A start-up visa enables entrepreneurs to live and start businesses in countries where they are not citizens or permanent residents, for a defined period of time.
According to global entrepreneur network Startup Nations, at least a dozen countries now have start-up visa programmes. These include Australia, New Zealand, Singapore, the UK, Ireland, France, Spain, Italy, the Netherlands, Denmark, Canada and Chile. Startup Nations’ network continues to grow, and is expected to add the likes of Argentina, Poland, Norway, the Dominican Republic and Estonia, which plans to implement a start-up visa programme in January.
SA does not have a visa programme for entrepreneurs, but the local start-up community hopes to change this.
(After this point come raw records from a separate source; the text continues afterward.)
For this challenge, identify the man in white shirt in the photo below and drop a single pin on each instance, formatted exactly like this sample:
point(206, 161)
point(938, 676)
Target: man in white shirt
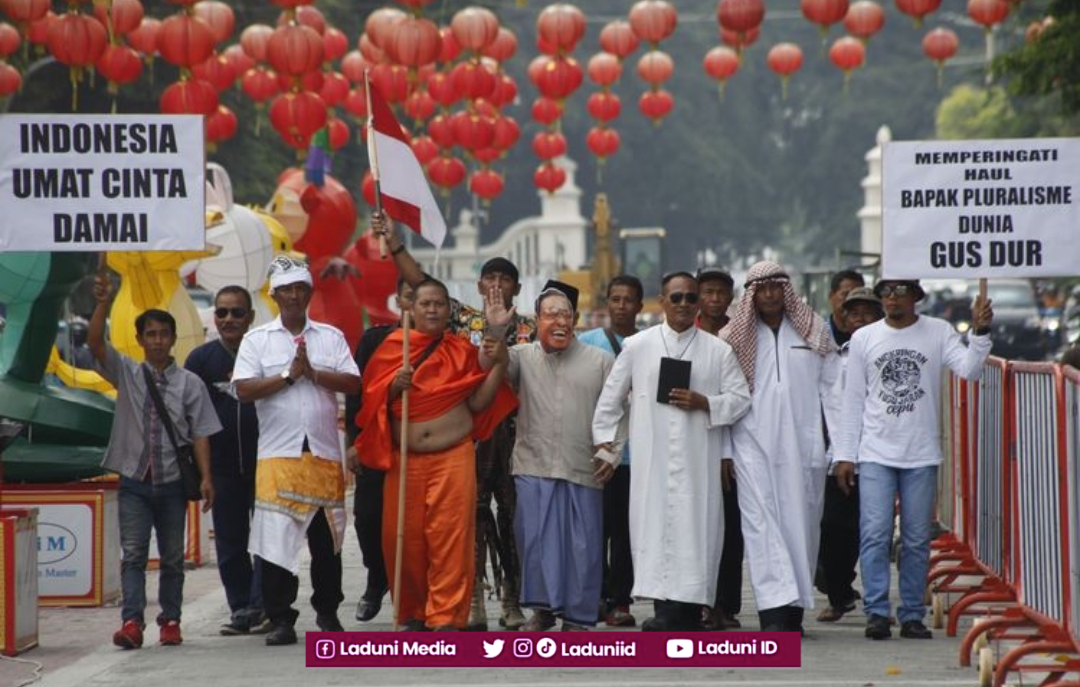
point(676, 519)
point(891, 427)
point(293, 368)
“We are engaging with government to improve visa restrictions for foreign high-impact investors and entrepreneurs, and change the perception that allowing them to start their businesses in SA will take jobs away from locals rather than create jobs,” says Matsi Modise, MD of Simodisa.
Simodisa is an organisation that aims to catalyse entrepreneurship in SA by nurturing a start-up ecosystem. Its engagement with government, which includes the departments of trade & industry and science & technology, is linked to a broader engagement with the SA Reserve Bank regarding intellectual property exchange controls, says Modise.
Any intellectual property created in SA needs to go through exchange controls before it becomes the property of its creator, explains Alex Fraser, vice-chair of nonprofit tech entrepreneurship organisation, the Silicon Cape Initiative.